The reason for the box mix is to avoid making an entire pound cake from scratch. I have a couple of great recipes for that, but using the mix is for a fast cake, every so often. Plus, the Jiffy mix is small, and renders a cake the two of us older folks can eat before we get fed up with "cake." LOL!

Applesauce is indeed, used to replace fats and oil, and that's also a common recommendation. What cracked me up is that a lot of sites indicated that, "when using applesauce, reduce the recipe liquid in a 2/3 to 1 ratio. If you add applesauce and keep the existing liquid, your cake may turn out more dense and chewy." LOL! 

Well that happens to be what I'm looking for! I'm not interested in a "light, airy and tender" pound cake! How that ever became a "thing" is beyond me.

The version I just made, using the above additions came out really well, and almost exactly like a real pound cake. It's small, and looks and tastes almost exactly like the Sara Lee pound cake. Sara Lee, I think, uses heavy cream instead of sour cream. And theirs is a bit light, still.

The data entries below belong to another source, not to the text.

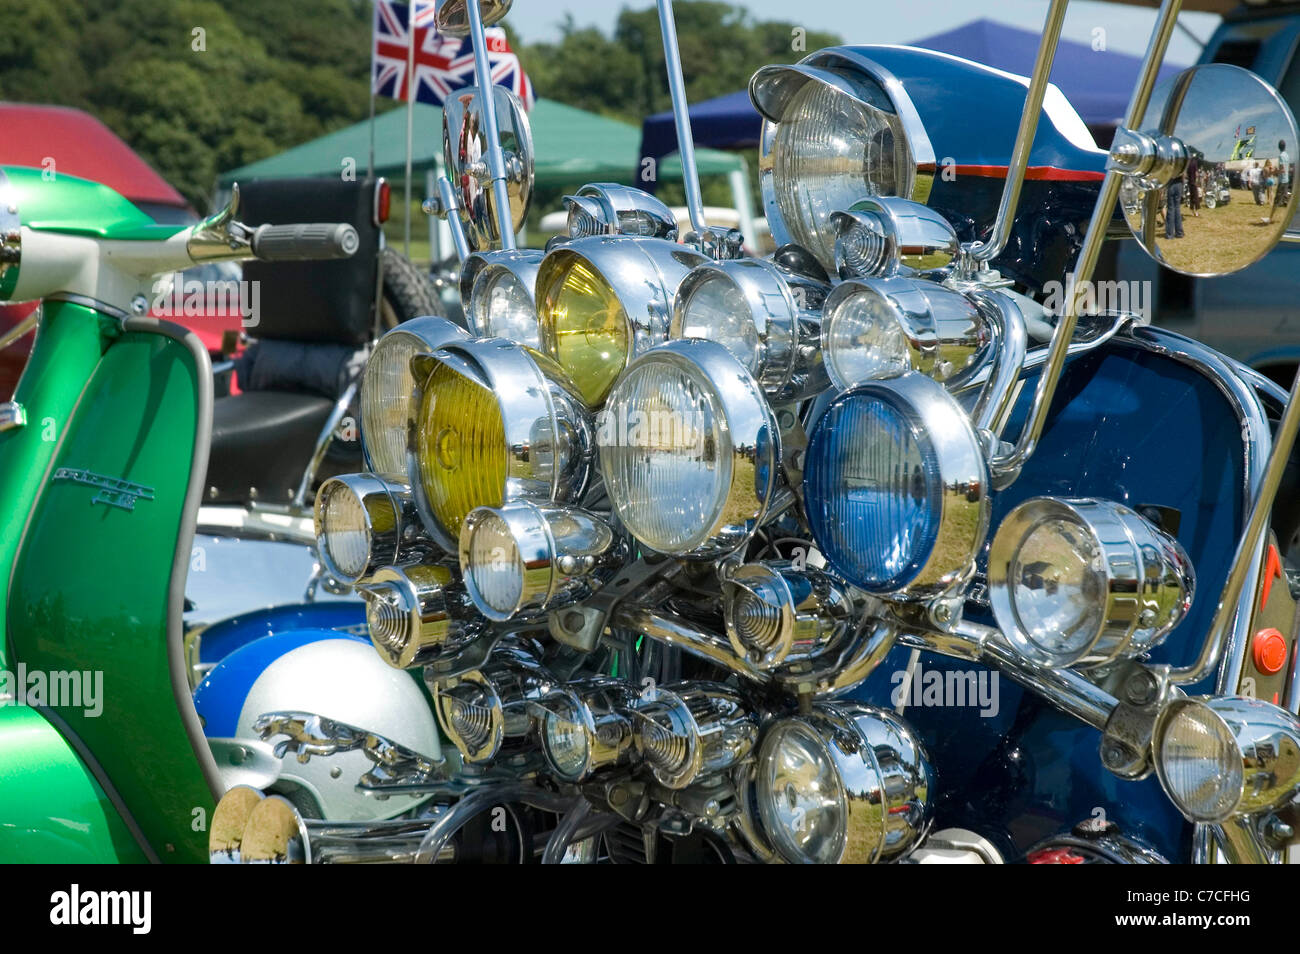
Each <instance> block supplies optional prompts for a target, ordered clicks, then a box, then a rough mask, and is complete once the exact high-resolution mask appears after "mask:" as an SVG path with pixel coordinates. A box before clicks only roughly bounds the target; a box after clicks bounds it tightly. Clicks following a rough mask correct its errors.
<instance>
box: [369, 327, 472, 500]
mask: <svg viewBox="0 0 1300 954" xmlns="http://www.w3.org/2000/svg"><path fill="white" fill-rule="evenodd" d="M468 337H469V334H468V333H467V331H465V329H463V328H460V326H458V325H455V324H454V322H451V321H447V320H446V318H439V317H435V316H432V315H429V316H425V317H421V318H411V321H404V322H402V324H400V325H398V326H396V328H394V329H393V330H391V331H387V333H386V334H385V335H383V337H382V338H380V341H378V343H377V344H376V346H374V350H373V351H372V352H370V356H369V357H368V359H367V361H365V372H364V373H363V374H361V448H363V450H364V451H365V460H367V463H368V464H369V468H370V471H373V472H374V473H380V474H393V476H404V474H406V472H407V469H406V433H407V417H408V415H409V409H411V390H412V387H413V386H415V380H413V378H412V377H411V359H412V357H415V356H416V355H420V354H424V352H428V351H435V350H438V348H441V347H442V346H443V344H450V343H452V342H456V341H464V339H465V338H468Z"/></svg>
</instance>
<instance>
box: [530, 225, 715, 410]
mask: <svg viewBox="0 0 1300 954" xmlns="http://www.w3.org/2000/svg"><path fill="white" fill-rule="evenodd" d="M705 261H707V259H706V257H705V256H703V255H699V253H698V252H695V251H693V250H690V248H688V247H686V246H679V244H676V243H673V242H668V240H664V239H647V238H625V237H620V235H595V237H591V238H582V239H575V240H573V242H567V243H564V244H562V246H558V247H556V248H554V250H551V251H550V252H549V253H547V255H546V257H545V259H542V264H541V269H539V270H538V274H537V295H536V298H537V308H538V316H539V318H541V334H542V350H543V351H545V352H546V354H547V355H550V356H551V357H554V359H555V361H556V363H559V365H560V367H562V368H563V369H564V372H565V373H567V374H568V376H569V378H571V380H572V381H573V385H575V387H576V389H577V391H578V394H580V395H581V396H582V399H584V400H585V402H586V404H588V407H599V406H601V404H602V403H603V402H604V396H606V395H607V394H608V391H610V387H612V386H614V382H615V380H616V378H617V377H619V374H620V373H621V372H623V369H624V368H627V365H628V361H630V360H632V357H633V356H636V355H640V354H642V352H645V351H647V350H650V348H651V347H654V346H655V344H659V343H660V342H663V341H666V339H667V338H668V325H669V322H671V320H672V300H673V295H676V292H677V286H679V285H681V281H682V279H684V278H685V277H686V274H688V273H689V272H690V269H693V268H694V266H697V265H699V264H702V263H705Z"/></svg>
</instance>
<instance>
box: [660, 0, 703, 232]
mask: <svg viewBox="0 0 1300 954" xmlns="http://www.w3.org/2000/svg"><path fill="white" fill-rule="evenodd" d="M655 1H656V3H658V5H659V30H660V32H662V34H663V60H664V65H666V66H667V68H668V92H669V94H671V95H672V121H673V123H675V125H676V127H677V155H679V156H681V182H682V186H685V188H686V212H688V213H689V214H690V226H692V227H693V229H694V230H695V231H697V233H698V234H699V235H701V237H703V235H705V229H706V224H705V198H703V194H702V192H701V191H699V170H698V169H697V168H695V138H694V134H693V133H692V131H690V104H689V103H688V101H686V81H685V78H684V77H682V74H681V48H680V47H679V45H677V21H676V19H673V16H672V0H655Z"/></svg>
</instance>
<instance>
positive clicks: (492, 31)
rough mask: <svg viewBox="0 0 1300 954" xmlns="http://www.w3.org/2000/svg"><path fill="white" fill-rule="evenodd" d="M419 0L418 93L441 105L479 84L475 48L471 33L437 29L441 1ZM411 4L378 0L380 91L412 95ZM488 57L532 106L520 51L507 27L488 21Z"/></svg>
mask: <svg viewBox="0 0 1300 954" xmlns="http://www.w3.org/2000/svg"><path fill="white" fill-rule="evenodd" d="M413 5H415V70H413V73H415V99H416V101H419V103H430V104H433V105H435V107H441V105H442V104H443V101H445V100H446V99H447V96H448V95H451V92H452V91H455V90H461V88H464V87H467V86H473V84H474V53H473V48H472V45H471V43H469V39H468V38H465V39H460V38H459V36H445V35H442V34H439V32H438V31H437V30H435V29H434V14H435V13H437V6H438V5H437V3H433V1H432V0H430V1H426V3H421V1H420V0H416V3H415V4H413ZM408 22H411V5H408V4H399V3H395V1H394V0H374V44H373V47H372V49H370V83H372V88H373V90H374V92H376V94H378V95H381V96H389V97H391V99H399V100H406V99H407V96H408V94H409V91H411V90H409V87H408V83H409V82H411V81H409V78H408V77H407V55H408V44H409V40H408V36H409V35H411V31H409V30H408V29H407V23H408ZM485 35H486V39H487V58H489V62H490V64H491V79H493V82H494V83H497V84H499V86H504V87H506V88H508V90H510V91H511V92H513V94H515V95H516V96H519V99H520V101H521V103H523V104H524V108H525V109H532V107H533V101H534V94H533V84H532V82H530V81H529V79H528V75H526V74H525V73H524V66H523V64H520V61H519V56H517V55H516V53H515V52H513V51H512V49H511V48H510V43H508V42H507V39H506V31H504V30H502V29H500V27H487V30H485Z"/></svg>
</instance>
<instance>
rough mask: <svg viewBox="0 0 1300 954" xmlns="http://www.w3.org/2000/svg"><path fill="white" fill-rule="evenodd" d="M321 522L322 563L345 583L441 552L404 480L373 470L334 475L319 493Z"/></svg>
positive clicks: (423, 558) (319, 515) (324, 482)
mask: <svg viewBox="0 0 1300 954" xmlns="http://www.w3.org/2000/svg"><path fill="white" fill-rule="evenodd" d="M315 521H316V550H317V551H318V552H320V558H321V563H324V564H325V569H326V571H329V574H330V576H333V577H334V578H335V580H338V581H339V582H343V584H355V582H357V581H361V580H365V578H367V577H369V576H370V574H372V573H374V571H377V569H378V568H380V567H387V565H403V564H408V563H420V561H421V560H425V559H429V558H434V556H438V555H441V554H439V548H438V547H437V545H434V542H433V541H432V539H430V538H429V535H428V534H426V533H425V532H424V528H421V526H420V517H419V513H417V511H416V506H415V498H413V496H412V495H411V487H409V485H407V483H406V482H403V481H396V480H385V478H382V477H376V476H374V474H368V473H355V474H348V476H346V477H330V478H329V480H328V481H325V482H324V483H321V487H320V490H318V491H317V493H316V508H315Z"/></svg>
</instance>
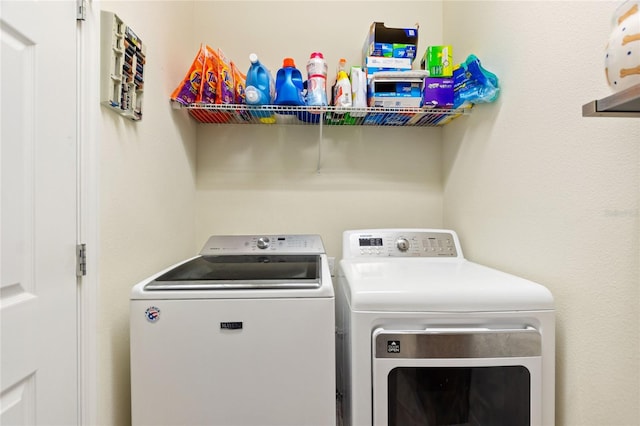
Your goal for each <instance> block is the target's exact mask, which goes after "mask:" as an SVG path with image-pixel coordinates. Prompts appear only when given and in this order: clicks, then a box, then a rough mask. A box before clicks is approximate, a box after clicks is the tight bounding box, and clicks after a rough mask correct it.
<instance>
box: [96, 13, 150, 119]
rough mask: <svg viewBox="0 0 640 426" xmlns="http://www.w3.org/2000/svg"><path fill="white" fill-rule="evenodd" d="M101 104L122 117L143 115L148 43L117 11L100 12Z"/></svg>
mask: <svg viewBox="0 0 640 426" xmlns="http://www.w3.org/2000/svg"><path fill="white" fill-rule="evenodd" d="M100 19H101V23H100V28H101V37H100V44H101V46H100V47H101V55H102V60H101V83H100V99H101V103H102V105H104V106H105V107H107V108H109V109H110V110H111V111H114V112H116V113H118V114H120V115H122V116H123V117H126V118H129V119H130V120H134V121H138V120H141V119H142V97H143V93H144V65H145V62H146V46H145V45H144V44H142V40H140V38H138V36H137V35H136V33H135V32H134V31H133V30H132V29H131V27H129V26H128V25H126V24H125V23H124V22H123V21H122V19H120V18H119V17H118V15H116V14H114V13H111V12H107V11H102V12H101V17H100Z"/></svg>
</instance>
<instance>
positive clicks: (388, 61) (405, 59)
mask: <svg viewBox="0 0 640 426" xmlns="http://www.w3.org/2000/svg"><path fill="white" fill-rule="evenodd" d="M364 69H365V71H366V72H367V74H369V75H371V74H374V73H376V72H382V71H411V59H410V58H382V57H379V56H367V57H366V58H364Z"/></svg>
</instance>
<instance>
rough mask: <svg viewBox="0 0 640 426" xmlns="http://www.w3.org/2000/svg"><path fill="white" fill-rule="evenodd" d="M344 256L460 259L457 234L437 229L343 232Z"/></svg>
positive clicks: (458, 242)
mask: <svg viewBox="0 0 640 426" xmlns="http://www.w3.org/2000/svg"><path fill="white" fill-rule="evenodd" d="M342 242H343V244H342V255H343V258H345V259H347V258H354V257H448V258H462V249H461V248H460V242H459V241H458V236H457V235H456V233H455V232H454V231H451V230H446V229H442V230H438V229H366V230H355V231H345V233H344V234H343V241H342Z"/></svg>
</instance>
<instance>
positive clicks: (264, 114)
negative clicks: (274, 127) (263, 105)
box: [244, 53, 276, 124]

My final version will probably have either some applesauce, or perhaps a Tablespoon of dry milk powder. I'm still experimenting with the powdered milk in cakes, having used it in bread a lot. I want to taste the applesauce version to make sure I don't get an "apple" flavor. It's a pound cake, with a lot of sugar, so it shouldn't be a problem.

Plus: This Jiffy "hack" costs about $1.75 USD, since I already have some flour. I bought a Sara Lee, to see what it was like, and I think it cost around $5 USD in 2024!! With egg prices, and Butter prices!!, I can cost it out per tablespoon or per 1 egg. That's somewhat frightening, and we are.

I would eat this version just fine! And since it's small, cheap, and quick to make, it also gives me the perfect foundation to experiment. There are a lot of other cakes or breads that I find to be too "light and tender" (Southern biscuits comes to mind!). This will help me solve those problems.